You can find Sno Balls at most locations where food that will eventually make you BFFs with Wilford Brimley is sold. Currently, Sno Balls can been found in white, pink, blue and, if you check the Halloween clearance shelves, orange (which are called Glo Balls). Personally, if I did have balls, I’d rather have blue balls than ones that glow.

(Nutrition Facts – 1 Cake – 180 calories, 6 grams of fat, 3.5 grams of saturated fat, 5 milligrams of cholesterol, 220 milligrams of sodium, 31 grams of carbohydrates, less than 1 gram of dietary fiber, 23 grams of sugar, 1 gram of protein and 4% iron.)

Item: Hostess Sno Balls B.O.B. Cakes
Price: $2.50
Size: 6 cakes
Purchased at: Wally World
Rating: 6 out of 10
Pros: Tasty, like all other Sno Balls. The names Hostess gives its products. Coconut flavor isn’t overwhelming. Not having to experience blue balls, Wilford Brimley
Cons: High in sugar. Mom jeans. Smurf-colored stool. Cream injected chocolate cake. Balls that glow. Diabetes.

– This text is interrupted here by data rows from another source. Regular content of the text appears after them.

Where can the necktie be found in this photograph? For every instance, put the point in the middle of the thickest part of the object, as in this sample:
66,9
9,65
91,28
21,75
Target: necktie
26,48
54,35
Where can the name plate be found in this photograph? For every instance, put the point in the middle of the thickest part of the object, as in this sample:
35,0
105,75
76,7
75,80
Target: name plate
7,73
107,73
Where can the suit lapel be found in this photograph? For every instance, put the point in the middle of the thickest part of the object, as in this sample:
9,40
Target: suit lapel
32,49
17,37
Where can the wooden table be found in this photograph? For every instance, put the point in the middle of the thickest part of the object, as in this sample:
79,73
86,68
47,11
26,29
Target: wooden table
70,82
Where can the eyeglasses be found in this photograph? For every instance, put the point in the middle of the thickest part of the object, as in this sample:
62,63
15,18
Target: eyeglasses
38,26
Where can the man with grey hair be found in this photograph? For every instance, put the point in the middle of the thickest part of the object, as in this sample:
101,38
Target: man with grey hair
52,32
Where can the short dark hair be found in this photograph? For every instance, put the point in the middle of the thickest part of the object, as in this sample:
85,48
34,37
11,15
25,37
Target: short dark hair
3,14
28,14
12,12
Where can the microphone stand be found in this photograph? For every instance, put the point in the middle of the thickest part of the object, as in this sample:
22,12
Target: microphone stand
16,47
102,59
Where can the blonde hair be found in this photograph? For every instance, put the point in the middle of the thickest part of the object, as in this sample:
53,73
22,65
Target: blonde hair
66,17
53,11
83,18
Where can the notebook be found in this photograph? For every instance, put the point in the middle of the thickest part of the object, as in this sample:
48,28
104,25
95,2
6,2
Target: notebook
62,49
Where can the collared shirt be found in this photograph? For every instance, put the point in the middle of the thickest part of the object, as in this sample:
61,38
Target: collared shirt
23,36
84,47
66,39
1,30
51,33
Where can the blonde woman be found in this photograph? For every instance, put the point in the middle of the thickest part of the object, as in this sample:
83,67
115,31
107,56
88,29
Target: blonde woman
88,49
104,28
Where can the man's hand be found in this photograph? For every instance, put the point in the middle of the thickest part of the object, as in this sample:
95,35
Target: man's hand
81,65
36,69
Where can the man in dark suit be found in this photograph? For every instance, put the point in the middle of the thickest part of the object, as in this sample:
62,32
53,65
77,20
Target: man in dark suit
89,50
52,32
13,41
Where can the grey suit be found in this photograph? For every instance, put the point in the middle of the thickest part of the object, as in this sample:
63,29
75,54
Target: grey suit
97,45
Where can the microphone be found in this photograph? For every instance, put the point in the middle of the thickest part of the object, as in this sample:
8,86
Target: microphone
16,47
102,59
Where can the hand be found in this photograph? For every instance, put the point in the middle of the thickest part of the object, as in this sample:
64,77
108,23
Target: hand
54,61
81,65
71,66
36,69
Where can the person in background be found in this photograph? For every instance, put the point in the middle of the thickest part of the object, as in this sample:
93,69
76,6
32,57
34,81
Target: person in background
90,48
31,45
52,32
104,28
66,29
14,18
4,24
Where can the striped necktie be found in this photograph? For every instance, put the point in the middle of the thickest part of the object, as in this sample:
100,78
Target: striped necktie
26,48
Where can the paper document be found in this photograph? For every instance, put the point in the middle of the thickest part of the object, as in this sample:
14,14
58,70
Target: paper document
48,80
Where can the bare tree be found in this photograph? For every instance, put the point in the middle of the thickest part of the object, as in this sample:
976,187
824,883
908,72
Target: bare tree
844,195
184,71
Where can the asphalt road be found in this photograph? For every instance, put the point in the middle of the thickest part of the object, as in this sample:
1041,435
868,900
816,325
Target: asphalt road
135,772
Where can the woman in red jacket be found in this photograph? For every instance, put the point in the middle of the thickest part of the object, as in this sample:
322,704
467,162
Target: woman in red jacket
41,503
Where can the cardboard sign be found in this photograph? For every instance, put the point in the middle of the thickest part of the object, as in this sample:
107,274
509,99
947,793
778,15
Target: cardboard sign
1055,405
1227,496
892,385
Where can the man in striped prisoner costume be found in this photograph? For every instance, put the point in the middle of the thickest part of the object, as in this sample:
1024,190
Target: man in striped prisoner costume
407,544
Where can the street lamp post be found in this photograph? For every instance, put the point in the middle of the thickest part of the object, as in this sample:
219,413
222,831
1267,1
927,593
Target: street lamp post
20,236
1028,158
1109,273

REVIEW: Quaker True Delights Dark Chocolate Raspberry Almond Granola Bars

I could call many things in life delightful, but then I would sound like a snooty woman who comes from old money and has never worked a damn day in her life A crisp autumn breeze is delightful. A properly poured pint of Guinness is delightful. The chance for a certain baseball team to bring home the bacon two years in a row is delightful. But to call a granola bar delightful, that’s just pushing it.

I feel bad for granola bars, even though they’re the whores of the snack food world. All they want is to be loved and enjoyed; instead they’re used as substitutes for what we really want. People, including myself, generally have an “Eh, I guess I’ll have a granola bar to tie me over until I have REAL food” attitude when it comes to the slutty snack that prostitutes its way from children’s lunch bags to the desk drawers of CEOs who had to abandon their three martini lunches because of the economy.

The Quaker True Delights Dark Chocolate Raspberry Almond Granola Bar is trying to be the Pretty Woman of the snack bar world. Dressed in its sexy black wrapper (a.k.a little black dress), it appears to be better than your run-of-the-mill granola bar that you can find slutting it up everywhere. My mother (and every “Very Special Episode” 1980’s sitcom) told me that the inside of a person, or in this case, a granola bar is what matters.

Well, I hate to be the bearer of bad news, but the inside is just like any other granola bar. However, I wouldn’t totally dismiss it. This classy beauty wasn’t like her co-worker, Quaker Chewy bar, because she didn’t skimp on the good stuff like chocolate and nuts. In fact, she was chock full of nice semi-sweet dark chocolate chunks and crunchy almonds. Of course, the raspberry flavoring wasn’t that strong, but if you’ve read any of my reviews that include pseudo raspberry flavoring, I’m always bitching about that.

The bar was tasty, but you can find heartier granola bars, like the Nature Valley Trail Mix for less cash. Paying $3.49 for a box of five bars that each weigh a slim 1.2 ounces isn’t worth it. It’s pretty bad when the picture on the box says “enlarged illustration” and even that isn’t big. (Good thing they don’t show “enlarged illustrations” on bottles of Viagra)

These petite bars are good, but one won’t even satisfy mediocre hunger pains that always hit at around three in the afternoon. So what’s the point of getting a high class hooker granola bar that’s more expensive when it won’t even curb your need for something to keep your stomach from growling to the beat of the next annoying Black Eyed Peas single?

Where’s the delight in that?

(Nutrition Facts – 1 bar – 140 calories, 4.5 grams of fat, 1.5 grams of saturated fat, 0 grams of trans fat, 0 milligrams of cholesterol, 65 milligrams of sodium, 23 grams of carbohydrates, 3 grams of fiber, 8 grams of sugar, 2 grams of protein, 2% vitamin C and 4% iron.)

Item: Quaker True Delights Dark Chocolate Raspberry Almond Granola Bars
Price: $3.49
Size: Box of 5
Purchased at: Giant
Rating: 4 out of 10
Pros: Black wrapper adds a classy touch to a whorey snack. Dark chocolate tastes good. A lot of almonds. Adds more variety to the granola bar category. The Phillies.
Cons: Having to settle for a granola bar. Small size. Lack of a strong raspberry taste. Using the word “delight” inappropriately.